Infilling

Missing data happens. Fill the gaps with precision and care.

Why use Time-Stream?

It is inevitable that real-world monitoring data has gaps, whether that’s from: communications outages, sensor swaps or power cuts. With Time-Stream, you can fill those missing values with a robust infilling procedure that benefits from deep knowledge of the time properties of your data.

One-liner

With Time-Stream you state intent, not mechanics:

tf.infill("linear", "flow", max_gap=3)

That’s it, a single line with clear intent: “I want to use the linear infill method on my flow data, but only for gaps ≤ 3 steps”.

Complex example

Let’s take our example 15-minute river flow data that contains a few short outages. You might want to:

  • Fill only gaps up to 3 consecutive steps (≤45 minutes).
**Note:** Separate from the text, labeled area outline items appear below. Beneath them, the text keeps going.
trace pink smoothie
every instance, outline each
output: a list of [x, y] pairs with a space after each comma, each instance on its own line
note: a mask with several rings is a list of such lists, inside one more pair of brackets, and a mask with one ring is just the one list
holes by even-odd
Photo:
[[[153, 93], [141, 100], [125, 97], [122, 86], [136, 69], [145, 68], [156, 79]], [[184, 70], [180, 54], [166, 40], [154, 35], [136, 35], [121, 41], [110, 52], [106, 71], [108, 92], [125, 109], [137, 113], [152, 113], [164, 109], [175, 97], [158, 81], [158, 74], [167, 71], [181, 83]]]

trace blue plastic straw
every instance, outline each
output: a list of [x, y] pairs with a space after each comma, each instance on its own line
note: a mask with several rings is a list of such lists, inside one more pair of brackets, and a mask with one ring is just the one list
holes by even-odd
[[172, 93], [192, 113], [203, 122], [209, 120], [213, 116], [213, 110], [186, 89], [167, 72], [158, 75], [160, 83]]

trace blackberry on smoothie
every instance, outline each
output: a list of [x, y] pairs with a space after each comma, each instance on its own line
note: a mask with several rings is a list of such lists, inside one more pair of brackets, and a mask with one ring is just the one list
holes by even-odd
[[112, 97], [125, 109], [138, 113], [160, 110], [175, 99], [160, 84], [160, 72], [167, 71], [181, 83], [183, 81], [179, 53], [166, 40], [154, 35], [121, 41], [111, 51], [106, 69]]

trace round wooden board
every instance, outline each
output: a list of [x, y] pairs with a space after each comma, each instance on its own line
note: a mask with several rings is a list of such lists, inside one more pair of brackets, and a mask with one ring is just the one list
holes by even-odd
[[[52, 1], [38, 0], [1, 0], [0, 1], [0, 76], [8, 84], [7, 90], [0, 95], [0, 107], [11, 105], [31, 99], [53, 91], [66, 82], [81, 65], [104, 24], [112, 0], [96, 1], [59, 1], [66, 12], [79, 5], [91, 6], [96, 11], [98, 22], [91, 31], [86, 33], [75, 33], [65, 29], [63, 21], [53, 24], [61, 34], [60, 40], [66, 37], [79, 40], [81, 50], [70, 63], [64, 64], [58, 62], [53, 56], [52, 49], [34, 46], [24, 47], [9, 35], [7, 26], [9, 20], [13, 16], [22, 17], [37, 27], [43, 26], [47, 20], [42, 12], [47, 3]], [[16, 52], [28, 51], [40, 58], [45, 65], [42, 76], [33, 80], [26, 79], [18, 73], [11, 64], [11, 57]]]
  • Use linear interpolation to infill tiny gaps (1 step) and a more complex interpolator (e.g. PCHIP) for ≥2 step gaps.

Input:

15-minute river flow timeseries, including some missing data.

shape: (110_977, 2)
┌─────────────────────┬───────────┐
│ time                ┆ flow      │
│ ---                 ┆ ---       │
│ datetime[ns]        ┆ f64       │
╞═════════════════════╪═══════════╡
│ 2020-09-01 00:00:00 ┆ 92.860538 │
│ 2020-09-01 00:15:00 ┆ null      │
│ 2020-09-01 00:30:00 ┆ 98.103103 │
│ 2020-09-01 00:45:00 ┆ null      │
│ 2020-09-01 01:00:00 ┆ null      │
│ 2020-09-01 01:15:00 ┆ null      │
│ 2020-09-01 01:30:00 ┆ null      │
│ 2020-09-01 01:45:00 ┆ 92.085242 │
│ …                   ┆ …         │
│ 2023-10-31 22:15:00 ┆ 84.677897 │
│ 2023-10-31 22:30:00 ┆ 86.0179   │
│ 2023-10-31 22:45:00 ┆ 83.122459 │
│ 2023-10-31 23:00:00 ┆ 76.928613 │
│ 2023-10-31 23:15:00 ┆ 83.320365 │
│ 2023-10-31 23:30:00 ┆ null      │
│ 2023-10-31 23:45:00 ┆ null      │
│ 2023-11-01 00:00:00 ┆ 84.721752 │
└─────────────────────┴───────────┘

Code:

import time_stream as ts

# Wrap the DataFrame in a TimeFrame object
tf = ts.TimeFrame(df, "time", resolution="PT15M", periodicity="PT15M")

# Infill gaps
tf_infill = tf.infill(
    "linear", "flow", max_gap_size=1
).infill(
    "pchip", "flow", max_gap_size=3
)

Output:

<time_stream.TimeFrame> Size (estimated): 1.71 MB
Time properties:
    Time column : time  [2020-09-01 00:00:00, ..., 2023-11-01 00:00:00]
    Type        : Datetime(time_unit='ns', time_zone=None)
    Resolution  : PT15M
    Offset      : None
    Alignment   : PT15M
    Periodicity : PT15M
    Anchor      : TimeAnchor.START
Columns:
    flow        : Float64  880.56 KB  [92.86053821660515, ..., 84.72175228556347]

Key benefits

  • Conservative: You set the rules; the library enforces them.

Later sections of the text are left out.